I broke down and got some decoys yesterday as well. I was at Woodbury last year the first evening and got tired of every dove in the field dropping into these guys mojo.....so I got one yesterday and 4 regular decoys. 

Note: I was at FFF in ashland and paid almost 6 bucks for the regualr decoys!!! My buddy called me this morning and told me wally world had them for 2.50! ughh haaa. guess I would have spent the savings driving around trying to figure out who had them cheaper. lol

50 bucks for the mojo.. lets hope it brings them in. I'm pumped!!!

good luck everyone!

PR


----------



## ODNR3723 (Apr 12, 2007)

Darbyman, How Do You Cook Them On The Grill? I Am Always Looking For New Recipes. I Planted About 3 Acres Of Sunflowers This Spring For The Doves. They Arent Quite Ready Though So We Are Hoping Some Of The Farmers Start Chopping Corn. Chopped Corn Is Always A Honey Hole. Good Luck Guys. 

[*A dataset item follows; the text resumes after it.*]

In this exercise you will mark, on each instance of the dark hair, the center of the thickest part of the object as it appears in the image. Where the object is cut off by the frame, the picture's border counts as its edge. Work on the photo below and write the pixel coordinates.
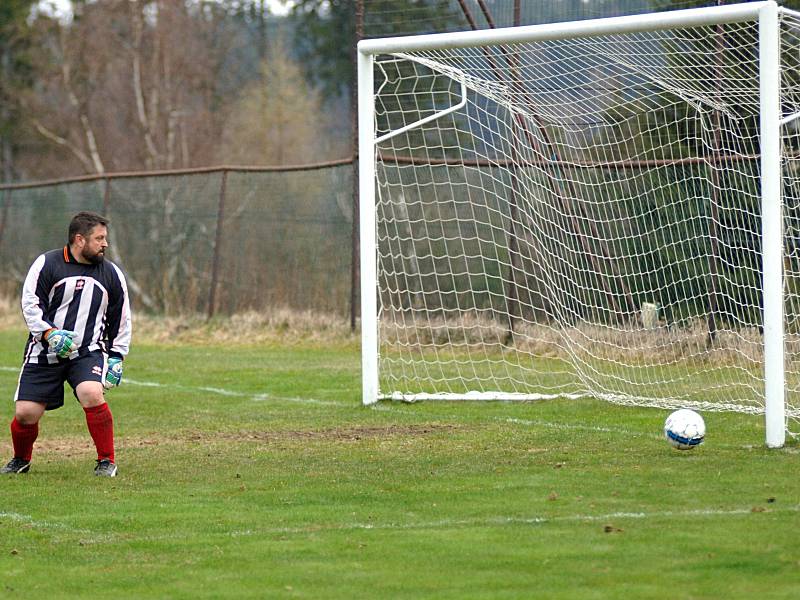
(84, 222)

Bitemyline, Hope You Get Your First Limit.


----------



## ouflyboy9 (Aug 12, 2008)

I am hoping to get back into dove hunting this fall... is there any descent state land to hunt in the clevland area? (I'm on the SW side of Cleveland) I used to hunt Dove in AZ and basically had acres & acres to yourself out there. I'm worried about getting peppered on state land. You don't need to give me your secret spots....just some advice would be much appreciated!


----------



## toledoeyebanger (Jan 4, 2008)

it has been my experience that you will get some peppering if you hunt public fields in NW Ohio, they can get very crowded opening morning. Despite the crowd the fields bring in the birds, I will be at Pickerel Creek opening morning.


----------



## BIG J LAV (Feb 6, 2007)

Berlin and West Branch are always packed with hunters. I can't understand why they only went with 2 dove fields at WB and 3 at Berlin the year. Used to be packed with 5 fields at each.
________
Mercedes-benz u.s. international


----------



## Procraftboats21 (Apr 6, 2004)

guess no one on here has experienced highlandtown? talk about crowded


----------



## ouflyboy9 (Aug 12, 2008)

have any of you guys hunted Spencer or Wellington? too crowded?


----------



## DarbyMan (Dec 11, 2005)

ODNR-
There is always the traditional, and very good method of wrapping them in bacon. This is very tastey. I like to make a sauce sometimes, BBQ is good. I found a recipe in Field&Stream that sounds a little to hot for me (habanero mustard sauce). But I'm going to try to duplicate it with my own hot peppers from the garden. It will be zingy but not crazy hot. Still experimenting.

Marinade is good too. Try Italian dressing, Soy sauce, anything you like, Teryaki is one of my favorites. I like them with a little dry rub as well, sometimes I dry rub them and then cover them with bacon- MMMMMMMMMM!

What ever you do- make the grill hot and the cooking fast. Like other wild game they will dry out quickly. I also put them on skewers for easy flipping and it helps to hold the bacon.


----------



## ODNR3723 (Apr 12, 2007)

i saw that recipe in field and stream also. i was going to try it this week but decided to do ribs instead. sounded good but like you said maybe a little to spicy. i was going to try rubbing them as well. thanks for the response.


----------